Tunisia crisis prompts surge in foreign social media manipulation | Media News
The political crisis in Tunisia has prompted a surge of social media propaganda and manipulation emanating mostly from Saudi Arabia and the United Arab Emirates (UAE), much of it attempting to skew the narrative so that it justifies Tunisian President Kais Saied’s decision to suspend parliament and sack the prime minister.
Soon after news broke of Saied’s unprecedented move on Sunday, the hashtag “Tunisians revolt against the brotherhood” began to trend on Twitter, in reference to the Muslim Brotherhood.
But as with anything on social media, especially in the Middle East, it was not immediately clear whether the trend represented organic public opinion. And if it did, whose opinion it was?
Analysing social media
An analysis of social media data and conversations shows a number of insights, such as who was writing about a particular topic, and whose voice is influential on that topic.
It can also indicate where those people are, and whether they are genuine people or bots, which are fake accounts designed to manipulate public conversations through censorship and intimidation, and trend manipulation.
An analysis of 12,000 tweets from 6,800 unique Twitter accounts on the hashtag “Tunisians revolt against the brotherhood” revealed a concerted effort by Gulf-based influencers to portray the actions of the president as a popular Tunisian revolt against Islamist parties such as the Muslim Brotherhood.
The largest party in Tunisia’s parliament is the Islamist Ennahdha party, which has accused President Saeid of staging a “coup”.
However, the majority of users tweeting with the hashtag reported their location as being either in Saudi Arabia or the UAE.
In addition, the top 10 most influential accounts on the hashtag were all Gulf influencers also based in Saudi Arabia or the UAE.

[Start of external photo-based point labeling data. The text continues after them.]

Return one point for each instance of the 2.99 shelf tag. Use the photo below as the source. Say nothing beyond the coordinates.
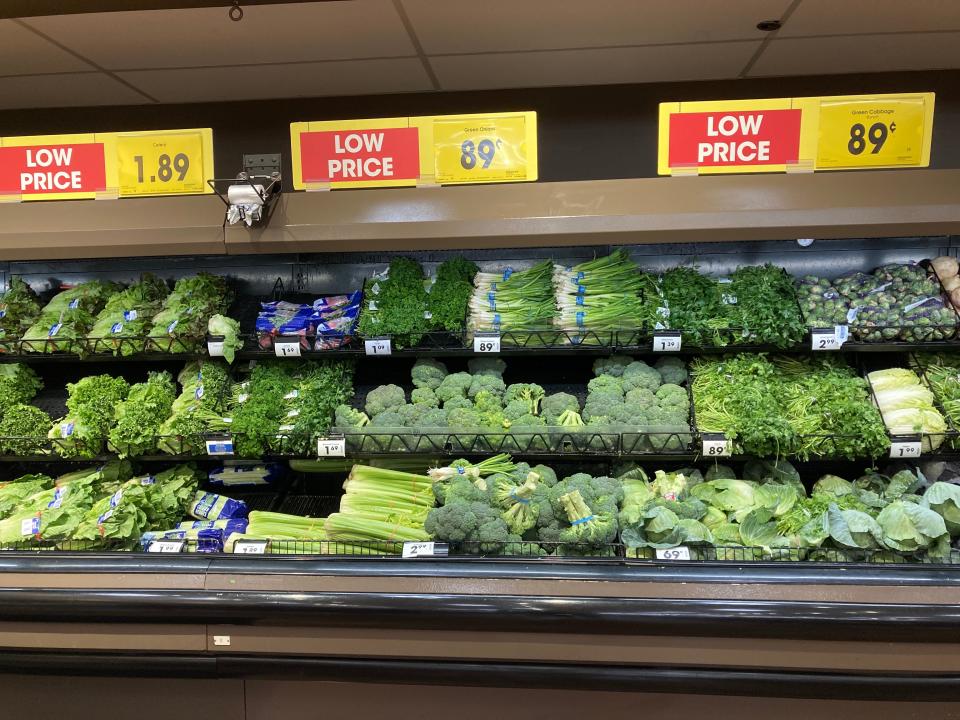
(716, 445)
(906, 447)
(677, 553)
(166, 546)
(486, 343)
(666, 342)
(283, 347)
(378, 346)
(425, 549)
(250, 547)
(331, 447)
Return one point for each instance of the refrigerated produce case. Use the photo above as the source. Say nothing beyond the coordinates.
(738, 621)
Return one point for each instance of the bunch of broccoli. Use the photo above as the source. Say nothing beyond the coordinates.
(629, 396)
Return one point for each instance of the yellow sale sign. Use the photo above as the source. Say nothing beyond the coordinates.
(796, 134)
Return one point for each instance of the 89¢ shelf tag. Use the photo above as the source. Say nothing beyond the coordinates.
(287, 347)
(250, 547)
(378, 346)
(666, 342)
(716, 445)
(425, 549)
(906, 447)
(331, 447)
(677, 553)
(486, 343)
(166, 546)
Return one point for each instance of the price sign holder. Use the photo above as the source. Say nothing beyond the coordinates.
(165, 546)
(425, 549)
(331, 447)
(486, 343)
(904, 447)
(378, 346)
(287, 346)
(250, 547)
(219, 444)
(677, 553)
(716, 445)
(667, 341)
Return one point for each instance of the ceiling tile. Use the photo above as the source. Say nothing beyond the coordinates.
(348, 77)
(832, 17)
(292, 32)
(593, 67)
(465, 26)
(72, 90)
(856, 54)
(22, 51)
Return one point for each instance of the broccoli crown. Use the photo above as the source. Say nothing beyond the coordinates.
(640, 375)
(605, 384)
(383, 398)
(345, 416)
(672, 369)
(612, 366)
(434, 418)
(454, 385)
(492, 384)
(487, 366)
(555, 405)
(458, 402)
(424, 396)
(389, 418)
(464, 418)
(428, 373)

These accounts included Emirati Khalid bin Dhahi, Saudi influencer @s_hm2030, Saudi cartoonist Fahad Jubairi, the Emirati writer Mohamed Taqi, as well an Emirati patriotic account called emarati_shield.
They pushed narratives that sought to frame the president’s extraordinary measures as a popular revolution against the Muslim Brotherhood.
Saudi influencer Monther al-Shaykh, the most influential account in the whole hashtag, even called the sacked prime minister the “Khamenei of Tunisia”, putting him on a par with Iran’s Supreme Leader Ayatollah Ali Khamenei, whom Saudi Arabia has demonised.
The specifically anti-Muslim Brotherhood narrative clearly reflects the foreign and domestic policies of the UAE and Saudi Arabia, which have been inexorable in their crackdown on Islamism and the Muslim Brotherhood throughout the Middle East.
Al-Shaykh has been known for his outsize role in monopolising Arabic Twitter narratives. He has gained a reputation as a primary influencer spreading disinformation and nationalist propaganda on Arabic Twitter.
In analysing the hashtags in the aftermath of the murder of Saudi journalist Jamal Khashoggi in 2018, one study by Harvard academics Alexei Abrahams and Andrew Leber documented that on a hashtag related to Khashoggi, retweets of al-Shaykh accounted for 8 percent of all retweets – and there were 365,000 users on that hashtag.
Last year, al-Shaykh, along with numerous UAE-based journalists, attempted to push a false narrative that there had been a coup in Qatar. Saudi Arabia and the UAE, along with Bahrain and Egypt, imposed a blockade on Qatar in June 2017. But in January this year, the blockading countries agreed to restore ties with Qatar.
Many of the other accounts spreading propaganda about Tunisia are also regular participants in regional disinformation campaigns.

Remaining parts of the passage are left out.